In November 2013, a study released in Pediatrics showed that 49% of children with autism are prone to wandering, a rate four times higher than their unaffectedsiblings. This indicates that this is not an issue of bad parenting. From 2009 to 2011, 23% of children who died following a wandering incident were in the care of someone other than a parent. Again, this issue is happening across all settings, under various types of supervision.
The data also showed that only 50% of our parents have received advice about wandering prevention from a professional. Sadly, many in our community are unaware that wandering is even an issue.

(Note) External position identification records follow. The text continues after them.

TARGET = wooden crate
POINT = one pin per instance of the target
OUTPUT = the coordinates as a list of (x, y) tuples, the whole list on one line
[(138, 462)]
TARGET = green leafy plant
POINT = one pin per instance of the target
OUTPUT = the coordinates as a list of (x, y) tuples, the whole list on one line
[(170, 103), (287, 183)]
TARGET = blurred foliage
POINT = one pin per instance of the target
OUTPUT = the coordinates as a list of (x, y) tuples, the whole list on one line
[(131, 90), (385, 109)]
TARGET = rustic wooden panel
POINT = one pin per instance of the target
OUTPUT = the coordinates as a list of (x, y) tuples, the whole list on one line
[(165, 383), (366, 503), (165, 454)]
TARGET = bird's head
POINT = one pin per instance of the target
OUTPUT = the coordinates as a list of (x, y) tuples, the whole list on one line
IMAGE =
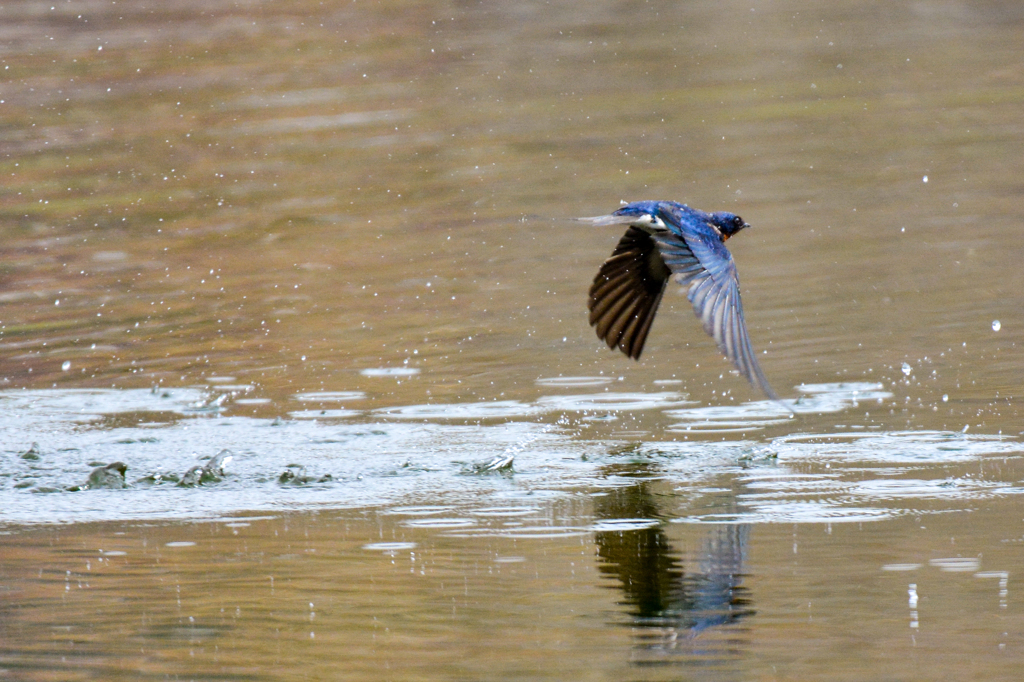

So, instead of asking why the parents took their eyes off their child (something all parents do when we sleep, shower, cook, go to the bathroom), the better question to ask is: how can we help children progress so that they understand ways to stay safe?
ABOUT AUTISM-RELATED WANDERING
Similar to wandering behaviors in seniors with dementia or Alzheimer’s, children with Autism are prone to wandering away from a safe environment. Unfortunately, many cases end in tragedy.
Wandering is the tendency for an individual to try to leave the safety of a responsible person’s care or a safe area, which can result in potential harm or injury. This might include running off from adults at school or in the community, leaving the classroom without permission, or leaving the house when the family is not looking. This behavior is considered common and short-lived in toddlers, but it may persist or re-emerge in children and adults with autism. Children with autism have challenges with social and communication skills and safety awareness. This makes wandering a potentially dangerous behavior. Wandering may also be referred to as Elopement; Bolting; Fleeing; Running.
Drowning; Exposure; Dehydration; Hypothermia; Traffic Injuries; Falls; Physical Restraint; Encounters with strangers; Encounters with law enforcement.